Sergio M. Vicente-Serrano has been studying rainfall and droughts for a few years as a CSIC researcher at the Pyrenean Institute of Ecology (IPE). He acknowledges that models are necessary, but their results are not absolute truth. In this case he does not see that there is a connection between the changes in the Azores anticyclone and what it rains on the Iberian Peninsula. In fact, he says, “since 1850 we have had wet periods alternating with dry ones.” Another difficult issue to settle is that of guilt. For Vicente-Serrano, “there is the problem of unraveling which part is due to climate change and which is due to natural climate variability.”

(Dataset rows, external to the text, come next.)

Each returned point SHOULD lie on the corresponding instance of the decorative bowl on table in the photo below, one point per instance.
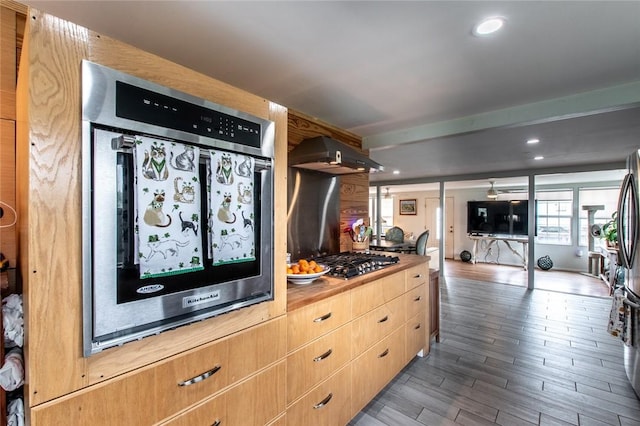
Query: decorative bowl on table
(304, 279)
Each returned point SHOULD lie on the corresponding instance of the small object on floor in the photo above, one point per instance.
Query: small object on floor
(545, 263)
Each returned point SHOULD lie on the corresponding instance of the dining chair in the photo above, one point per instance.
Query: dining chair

The head of the Climate Assessment and Modeling Area at AEMET, Esteban Rodríguez, who considers this to be a robust piece of work, also agrees that something is happening with the Azores anticyclone. “There is a clear relationship between the NAO situation and rainfall, he recalls. However, from the records that exist, dating back to the 19th century, “a rise in temperatures can be seen, but there is no clear trend in precipitation.”
How is it explained that the main responsible for the fact that it rains or does not present such an anomaly and, nevertheless, it has not been noticed in a significant way in the precipitations? Moreover, everything indicates that the Azores anticyclone will continue to enlarge and push the low of Iceland to the north. However, reports from the Intergovernmental Panel on Climate Change (IPCC) do not expect a drop in rainfall.
“The NAO is responsible for 50% of the variability,” recalls Hernández, from the CICA. In other words, being the key factor, the Azores anticyclone is not the only one. There are others in the dance, such as the melting that pulls the Iceland low to the north, the warming of the Mediterranean, which generates new moisture inflows… For Rodríguez, from AEMET, climate change “is creating a new scenario ”.